Music data based on multiple parts music data
A music data generation device, comprising: music data generation means for generating. 2. The music data generating apparatus according to claim 1, wherein said input data generating means converts the detected input data into
Shifts the input data by one octave in the octave range
Music data generating apparatus for generating the input data . 3. The music data generation device according to claim 1, wherein the music data generation means transposes the melody data based on the first input data as transposition determination data and the transposition determination data. A music data generation device, wherein the music data is generated. 4. The music data generating device according to claim 3, wherein the data at the end of each melody data is constituted by data that is easily connected to other melody data. 5. The music data generating apparatus according to claim 4, wherein said music data generating means sets input data given after a predetermined time has passed as transposition determination data, and based on said transposition determination data, said individual music data. Changing the degree of transposition of the music data. 6. The basic code melody data and the basic code
Sub chord melody data that can be musically combined with melody data
Part music data of unit length consisting of
Music generated based on two parts music data
Even if they are played continuously, there is no musical discomfort
Multiple pieces of component music data and detect the bioelectric current of the plant with a non-contact bioelectric current sensor
And input based on the state change of the detected current body data
Generate input data and use the given input data as basic input data.
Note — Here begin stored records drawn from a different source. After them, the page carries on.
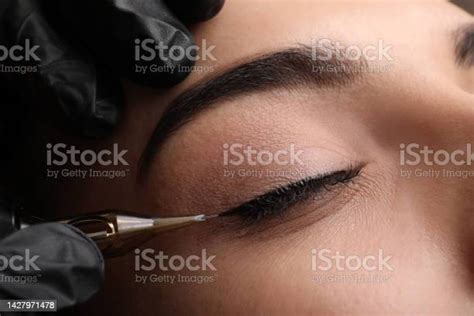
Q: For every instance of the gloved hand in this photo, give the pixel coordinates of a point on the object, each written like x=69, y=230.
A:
x=56, y=262
x=85, y=46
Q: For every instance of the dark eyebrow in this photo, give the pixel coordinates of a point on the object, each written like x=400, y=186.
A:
x=464, y=37
x=289, y=68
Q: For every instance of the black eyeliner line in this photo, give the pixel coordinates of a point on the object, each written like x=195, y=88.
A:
x=282, y=198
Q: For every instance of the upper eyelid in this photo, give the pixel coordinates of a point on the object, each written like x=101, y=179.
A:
x=310, y=186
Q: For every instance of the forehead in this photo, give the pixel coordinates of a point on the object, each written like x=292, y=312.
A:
x=247, y=28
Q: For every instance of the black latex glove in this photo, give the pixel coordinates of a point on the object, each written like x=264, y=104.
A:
x=86, y=45
x=71, y=266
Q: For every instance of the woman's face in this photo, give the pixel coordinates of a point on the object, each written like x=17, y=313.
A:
x=358, y=225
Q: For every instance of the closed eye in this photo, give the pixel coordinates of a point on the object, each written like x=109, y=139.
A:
x=282, y=198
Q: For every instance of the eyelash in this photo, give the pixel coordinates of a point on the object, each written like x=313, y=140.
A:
x=281, y=199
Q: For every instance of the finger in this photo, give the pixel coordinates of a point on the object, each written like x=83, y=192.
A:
x=117, y=30
x=66, y=82
x=195, y=11
x=61, y=263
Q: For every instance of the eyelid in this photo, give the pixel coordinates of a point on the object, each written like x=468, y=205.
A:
x=282, y=198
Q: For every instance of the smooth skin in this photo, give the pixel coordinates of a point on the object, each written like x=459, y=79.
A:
x=424, y=223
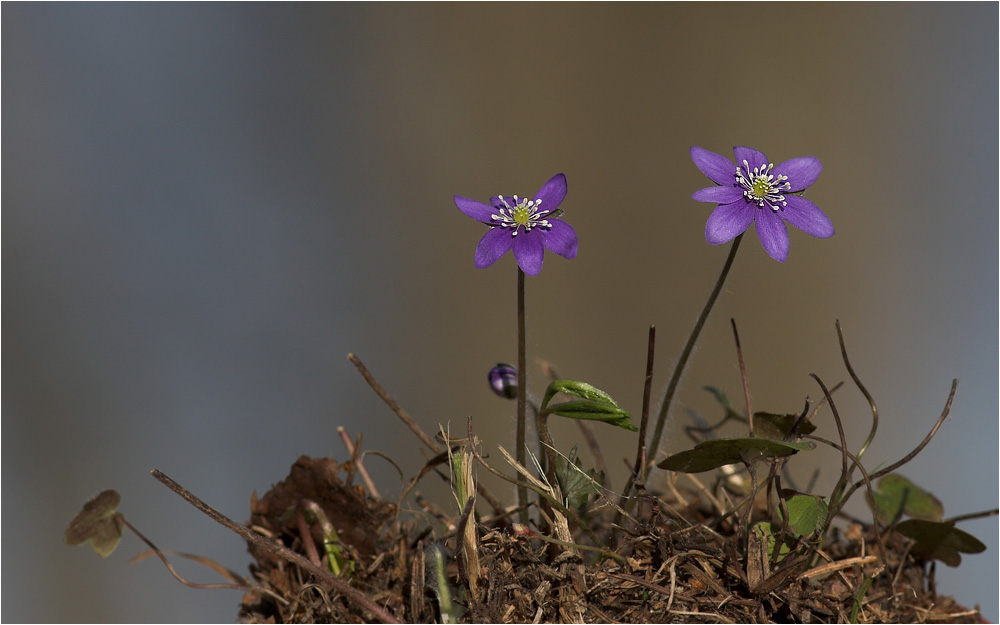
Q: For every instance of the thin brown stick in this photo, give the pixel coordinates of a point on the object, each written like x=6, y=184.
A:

Sub-input of input data sequentially given after input data
As the data, the basic input data and the sub input data
Based on the, specified any of the component music data,
Based on the identified multiple component music data, the music data
Generating a data, music data generation method comprising. 7. A storage medium storing a program that causes a computer including an input device, a control device, an output device, and a storage device to function as a music data generation device, wherein the program causes the computer to function as the following device: Beforehand, the basic chord melodic data and the basic chord
Sub chord melody data that can be musically combined with melody data
Part music data of unit length consisting of
Music generated based on two parts music data
Even if they are played continuously, there is no musical discomfort
The so that parts music data leave multiple storage, plant detected by the biological current sensor of the non-contact type living body current
Input data is generated based on the state change of the input data, and the given input data is used as basic input data.
Sub-input of input data sequentially given after input data
As the data, the basic input data and the sub input data
Based on the, specified any of the component music data,
Based on the identified multiple component music data, the music data
A storage medium storing a program for generating a data.